My dad gets a whole load of CVs and sorts through them, mostly considering what he thinks a girl would want in a guy. Not what I would actually want. So essentially the guy is more for him than me? OK too messed up to even consider!
So after he finds someone he likes the look of he will pass my CV and picture to the family who are pretty much going through the same process as my dad but for their son. If the son likes the look, or more like read, of me then he tells the parents and a meeting is arranged. If he doesn't then, well bye bye random dude.
You may be wondering where I am throughout this process? Well I'm pretty much non-existent. My dad does show me a picture of a guy if the guy wants to meet me but he sort of shoves it in my face and I normally recoil in horror. Of course my dad still arranges a meeting and the guy and his family come to the house.
The guy and I will be left alone to talk. Honestly I have no clue what the parents expect to happen. We say hello and decide right there and then we must get married? Takes ‘you had me at hello to another level’. None the less we are left in an awkward situation where we attempt to mould ourselves to our seats and be invisible. Or that’s what I try to do.
Once the guy and his family leave my dad harasses me with questions about the guy and if I would like to meet him yet. Let’s just say so far there have been no second meetings. This always upsets my dad. It hurts him more than me and for a good week or so he’s grumpy, until the next guy comes along.

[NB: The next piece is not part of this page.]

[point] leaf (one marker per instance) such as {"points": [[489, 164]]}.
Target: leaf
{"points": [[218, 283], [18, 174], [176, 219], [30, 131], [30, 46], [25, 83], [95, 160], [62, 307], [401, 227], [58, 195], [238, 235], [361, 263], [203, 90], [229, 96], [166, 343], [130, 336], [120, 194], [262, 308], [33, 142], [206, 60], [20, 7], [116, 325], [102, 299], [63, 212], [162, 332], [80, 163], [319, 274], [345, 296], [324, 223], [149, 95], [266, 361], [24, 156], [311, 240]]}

So this is all pretty crazy I know. But I would just like to say is that as crazy as it is, and even though there are men I wouldn't be interested in and still meet, I would never be forced into marriage. Some people, a small minority have this stereotype that an arranged marriage is all there is for Bengali's/Indians. This is simply not true in this day and age. Many of my family members have fallen in love and gotten married. My dad is simply introducing me to people, so I don’t consider anything arranged. More like assisted.